The business results suggested by the chart just above of CPI spending for the years 2006-22, both in absolute dollars and in 2024 dollars adjusting for subsequent inflation, tell the story another way. They are the farthest thing from the steady growth one would ideally see in a newsroom. Indeed, over 17 years, the adjusted numbers show only one three year period of prolonged growth (2007-10) and nine different years of contraction— that is, an organization shrinking more often than not. (I focused on expenses, by the way, because publicly reported annual revenue numbers are distorted by GAAP accounting for multi-year grants.)
Hobbled by program funding
The other recurrent theme of my conversations was how much and how often CPI had permitted limited-purpose program funding to dictate its editorial priorities, resulting in loss of focus, distinctiveness and sense of mission. At one point, restricted program funding may have been as much as 90% of the total. Multiple leaders, who see little eye to eye, agree that “many of [our] funders had very narrow interests,” and “we were seriously handicapped by having narrow funding.”
This support was accepted because general operating support seems to have been unavailable, but “while they were focused on keeping the lights on, they lost focus on the journalism” they wanted to be doing. The result, too often, and repeatedly over time, was a newsroom, that “didn’t know what it wanted to be.” An excessive overall focus on institutional foundation support had left membership giving too low a priority for far too long.
Summing up
What to make of this, beyond mourning the loss of CPI itself, and its good journalism? A great deal of the focus, as I hope the narrative above reflects, should be on a Board that seems to me, fairly consistently, not to have provided the necessary leadership. Beyond that, I hope that funders of CPI, and especially institutional funders, will take time to reflect a bit on how much of this has come as a surprise to them. In large measure, it should not have.

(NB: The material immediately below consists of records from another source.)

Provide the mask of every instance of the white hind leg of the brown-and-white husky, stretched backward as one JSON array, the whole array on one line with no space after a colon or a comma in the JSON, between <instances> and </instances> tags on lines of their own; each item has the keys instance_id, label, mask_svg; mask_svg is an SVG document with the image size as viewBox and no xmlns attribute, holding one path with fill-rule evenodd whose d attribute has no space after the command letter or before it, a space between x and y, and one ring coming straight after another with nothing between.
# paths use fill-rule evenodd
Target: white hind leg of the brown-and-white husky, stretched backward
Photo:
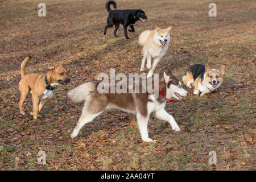
<instances>
[{"instance_id":1,"label":"white hind leg of the brown-and-white husky, stretched backward","mask_svg":"<svg viewBox=\"0 0 256 182\"><path fill-rule=\"evenodd\" d=\"M79 131L82 128L82 126L84 126L86 123L93 121L93 119L101 113L102 112L97 114L91 114L90 112L86 112L86 110L83 110L79 118L79 122L77 123L75 129L73 130L73 133L71 134L71 138L75 138L79 134Z\"/></svg>"}]
</instances>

Over the last 20 years, more than $150 million in 2024 charitable dollars has been spent at CPI. The return on that considerable investment has been far from zero: the good done by the journalism remains, no matter the fate of the newsroom as an institution. Journalists have been developed and trained, and also gone on to do important work elsewhere.
But $150 million is a lot of money, and the opportunity costs of having deployed it this way were also considerable. We do an often excellent job in our business of scrutinizing the activities of others. The fate of the Center for Public Integrity should remind us that we need to be equally rigorous in holding ourselves to account.

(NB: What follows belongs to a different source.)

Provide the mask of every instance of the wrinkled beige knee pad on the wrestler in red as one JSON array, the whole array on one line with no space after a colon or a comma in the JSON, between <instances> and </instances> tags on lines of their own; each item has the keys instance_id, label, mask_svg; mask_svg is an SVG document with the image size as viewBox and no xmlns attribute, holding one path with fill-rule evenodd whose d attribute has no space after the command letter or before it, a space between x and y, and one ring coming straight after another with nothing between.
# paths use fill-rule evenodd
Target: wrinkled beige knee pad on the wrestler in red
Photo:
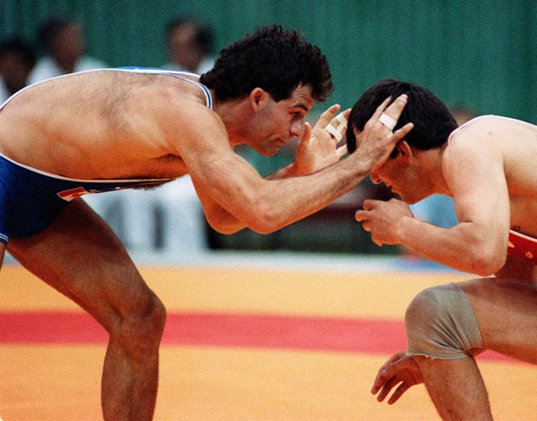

Dick, after a decade of being a journalism program officer (first at Ford and now at the Jonathan Logan Family Foundation - two ends of the size and process spectrums) I recognize all the symptoms you rightly describe, not only at CPI (I have been pitched for support by four of those CEOs and had a front-row seat at the CPI/ICIJ divorce) but at way too many other nonprofit orgs. Without exception, while not the only problem, a weak board is ALWAYS one of the big problems. Funders need to look closely under the organization’s hood and, when feasible, offer to fund capacity, board development, strategic plans… whatever can help make an otherwise promising organization more stable and successful. At the risk of public obsequiousness, I recommend your book, Elements of Nonprofit News, all the time, both to funders and to newsrooms. Your road map works. A shame that CPI and others may not have taken it to heart.
As a relatively new startup in the throes of discussions about building a strong board, this was so enlightening and educational. Thank you!